Exco due to discuss civil service retirement plan
Voluntary retirement plans to help cut the size of the civil service are expected to be discussed by the Executive Council as early as today.
Compensation is understood to have been substantially reduced in light of financial constraints. The first phase of the voluntary retirement scheme in 2000 attracted more than 9,000 staff from 59 grades deemed as overstaffed or obsolete in the 180,000-strong bureaucracy.
Those retiring were given compensation based on their years of service, plus an ex-gratia payment equal to nine months' salary.
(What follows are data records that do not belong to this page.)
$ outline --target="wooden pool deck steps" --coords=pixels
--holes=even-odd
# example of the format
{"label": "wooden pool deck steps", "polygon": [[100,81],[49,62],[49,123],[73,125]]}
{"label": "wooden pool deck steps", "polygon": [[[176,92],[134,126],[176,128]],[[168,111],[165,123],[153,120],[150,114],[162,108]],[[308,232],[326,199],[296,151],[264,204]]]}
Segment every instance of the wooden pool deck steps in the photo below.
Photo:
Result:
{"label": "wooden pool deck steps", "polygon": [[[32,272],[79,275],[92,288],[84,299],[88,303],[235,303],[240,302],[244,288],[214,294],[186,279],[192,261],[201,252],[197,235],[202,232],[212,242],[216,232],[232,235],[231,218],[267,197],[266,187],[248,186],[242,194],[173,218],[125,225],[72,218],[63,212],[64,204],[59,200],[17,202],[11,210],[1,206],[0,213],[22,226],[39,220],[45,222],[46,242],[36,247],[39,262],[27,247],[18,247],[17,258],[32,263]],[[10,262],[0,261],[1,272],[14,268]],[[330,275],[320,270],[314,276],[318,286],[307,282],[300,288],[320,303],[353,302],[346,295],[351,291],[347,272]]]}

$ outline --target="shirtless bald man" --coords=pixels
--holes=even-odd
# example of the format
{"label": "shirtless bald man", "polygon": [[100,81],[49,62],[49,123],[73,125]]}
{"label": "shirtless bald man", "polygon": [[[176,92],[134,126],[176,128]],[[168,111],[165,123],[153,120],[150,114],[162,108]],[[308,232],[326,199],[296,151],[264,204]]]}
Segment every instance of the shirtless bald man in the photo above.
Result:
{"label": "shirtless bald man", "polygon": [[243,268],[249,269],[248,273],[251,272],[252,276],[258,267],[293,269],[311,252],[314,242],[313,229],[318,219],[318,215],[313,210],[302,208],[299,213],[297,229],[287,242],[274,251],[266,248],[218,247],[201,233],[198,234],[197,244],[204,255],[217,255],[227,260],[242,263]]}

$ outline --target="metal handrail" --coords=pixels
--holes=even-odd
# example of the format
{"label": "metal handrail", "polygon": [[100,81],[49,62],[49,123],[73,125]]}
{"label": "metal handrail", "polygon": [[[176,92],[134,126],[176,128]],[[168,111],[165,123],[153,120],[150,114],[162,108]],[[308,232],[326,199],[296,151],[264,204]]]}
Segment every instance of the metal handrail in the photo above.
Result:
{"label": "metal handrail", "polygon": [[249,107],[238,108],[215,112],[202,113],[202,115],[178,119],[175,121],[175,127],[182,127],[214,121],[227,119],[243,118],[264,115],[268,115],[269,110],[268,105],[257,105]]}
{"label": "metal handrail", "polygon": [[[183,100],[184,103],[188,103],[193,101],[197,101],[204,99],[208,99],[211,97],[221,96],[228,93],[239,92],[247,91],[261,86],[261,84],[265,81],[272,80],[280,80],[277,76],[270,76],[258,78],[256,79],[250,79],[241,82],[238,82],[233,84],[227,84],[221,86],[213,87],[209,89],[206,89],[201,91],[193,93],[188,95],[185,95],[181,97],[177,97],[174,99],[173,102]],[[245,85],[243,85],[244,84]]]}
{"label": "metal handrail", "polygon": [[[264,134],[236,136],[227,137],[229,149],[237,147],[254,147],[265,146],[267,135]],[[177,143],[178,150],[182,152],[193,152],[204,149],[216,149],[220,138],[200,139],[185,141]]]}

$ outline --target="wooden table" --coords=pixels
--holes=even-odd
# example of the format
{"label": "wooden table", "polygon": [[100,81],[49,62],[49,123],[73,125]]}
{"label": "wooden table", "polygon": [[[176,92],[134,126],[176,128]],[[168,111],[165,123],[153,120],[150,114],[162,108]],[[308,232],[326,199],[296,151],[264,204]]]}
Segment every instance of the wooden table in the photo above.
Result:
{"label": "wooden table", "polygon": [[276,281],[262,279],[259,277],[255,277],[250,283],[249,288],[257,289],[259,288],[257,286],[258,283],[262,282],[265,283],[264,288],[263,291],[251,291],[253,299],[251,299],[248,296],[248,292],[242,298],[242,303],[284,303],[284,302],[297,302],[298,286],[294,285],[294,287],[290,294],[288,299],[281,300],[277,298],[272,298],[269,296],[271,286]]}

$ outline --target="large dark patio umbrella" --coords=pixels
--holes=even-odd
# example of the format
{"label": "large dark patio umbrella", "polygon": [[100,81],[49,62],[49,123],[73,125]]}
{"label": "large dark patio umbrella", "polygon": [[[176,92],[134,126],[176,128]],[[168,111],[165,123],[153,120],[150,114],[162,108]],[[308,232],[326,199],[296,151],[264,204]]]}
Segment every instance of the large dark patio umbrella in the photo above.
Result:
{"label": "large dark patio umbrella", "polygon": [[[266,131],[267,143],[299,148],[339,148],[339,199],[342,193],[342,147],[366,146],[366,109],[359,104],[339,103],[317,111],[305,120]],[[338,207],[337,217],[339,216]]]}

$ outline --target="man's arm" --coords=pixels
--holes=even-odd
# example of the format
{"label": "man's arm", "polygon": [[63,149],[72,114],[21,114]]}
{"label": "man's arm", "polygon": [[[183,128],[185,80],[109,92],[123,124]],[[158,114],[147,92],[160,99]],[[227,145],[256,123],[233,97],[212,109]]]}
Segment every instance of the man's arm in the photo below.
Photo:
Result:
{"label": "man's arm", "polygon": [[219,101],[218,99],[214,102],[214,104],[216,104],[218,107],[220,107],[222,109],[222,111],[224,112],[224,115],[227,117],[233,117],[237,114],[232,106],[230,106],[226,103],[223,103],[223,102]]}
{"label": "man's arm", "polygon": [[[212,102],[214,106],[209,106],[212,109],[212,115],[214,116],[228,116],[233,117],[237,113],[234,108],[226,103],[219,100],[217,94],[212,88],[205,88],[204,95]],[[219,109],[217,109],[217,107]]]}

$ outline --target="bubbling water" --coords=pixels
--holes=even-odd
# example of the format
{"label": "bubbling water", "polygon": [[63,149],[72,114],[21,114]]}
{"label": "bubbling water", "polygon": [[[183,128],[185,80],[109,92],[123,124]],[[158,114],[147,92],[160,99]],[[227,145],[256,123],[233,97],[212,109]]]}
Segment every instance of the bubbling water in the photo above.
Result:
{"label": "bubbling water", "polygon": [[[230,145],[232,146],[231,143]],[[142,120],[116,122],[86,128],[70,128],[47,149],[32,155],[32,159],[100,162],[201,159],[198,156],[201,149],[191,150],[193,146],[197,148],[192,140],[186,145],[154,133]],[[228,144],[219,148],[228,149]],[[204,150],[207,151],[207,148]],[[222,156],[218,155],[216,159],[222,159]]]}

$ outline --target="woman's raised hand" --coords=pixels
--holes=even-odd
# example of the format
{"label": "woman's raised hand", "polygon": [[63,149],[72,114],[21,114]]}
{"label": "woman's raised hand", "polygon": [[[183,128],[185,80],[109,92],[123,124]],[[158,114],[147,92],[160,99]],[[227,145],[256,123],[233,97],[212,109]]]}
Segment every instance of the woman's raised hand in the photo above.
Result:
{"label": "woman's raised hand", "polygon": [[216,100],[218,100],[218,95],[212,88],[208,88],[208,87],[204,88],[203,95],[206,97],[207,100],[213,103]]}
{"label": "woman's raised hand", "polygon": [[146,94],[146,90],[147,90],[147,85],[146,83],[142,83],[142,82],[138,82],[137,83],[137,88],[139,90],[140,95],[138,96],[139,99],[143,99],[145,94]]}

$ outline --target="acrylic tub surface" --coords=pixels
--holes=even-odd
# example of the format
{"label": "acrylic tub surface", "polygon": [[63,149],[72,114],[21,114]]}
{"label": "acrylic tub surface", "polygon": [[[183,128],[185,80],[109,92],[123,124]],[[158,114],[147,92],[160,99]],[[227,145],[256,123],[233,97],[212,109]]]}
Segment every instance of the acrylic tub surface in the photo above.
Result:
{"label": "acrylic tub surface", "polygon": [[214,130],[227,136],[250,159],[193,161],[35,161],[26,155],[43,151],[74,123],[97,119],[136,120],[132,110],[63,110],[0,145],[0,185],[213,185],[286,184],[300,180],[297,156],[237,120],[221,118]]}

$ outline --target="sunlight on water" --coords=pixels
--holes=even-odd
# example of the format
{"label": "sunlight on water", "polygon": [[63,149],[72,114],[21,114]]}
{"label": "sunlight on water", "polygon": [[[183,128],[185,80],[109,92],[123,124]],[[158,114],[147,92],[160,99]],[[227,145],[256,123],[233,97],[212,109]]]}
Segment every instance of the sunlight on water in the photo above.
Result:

The package cost taxpayers $2.78 billion.
A government source said the ex-gratia payment in the second phase would be reduced substantially or even cancelled.
But eligible staff will be compensated with one month's salary for every two years' service. The total compensation amount will be capped at a level much lower than the ceiling of 20 months in the first phase.
Subject to the Executive Council's approval, the scheme would be launched in April, the source said.
With the deficit expected to top $70 billion by March, Chief Executive Tung Chee-hwa announced in his policy speech that civil service jobs would be cut by 10 per cent to 160,000 by 2006-07 to help save money.
The president of the Chinese Civil Servants' Association, Cecilia So Chui-kuen, stressed that participation must be voluntary.
She also urged management to ensure that the departures would not compromise the quality of public service or leave others with too much work.
Speaking after talks with staff representatives yesterday, Secretary for the Civil Service Joseph Wong Wing-ping said the second phase was open to all grades. He said heads of department and heads of grade would have discretion in deciding the number of staff and the ranks eligible.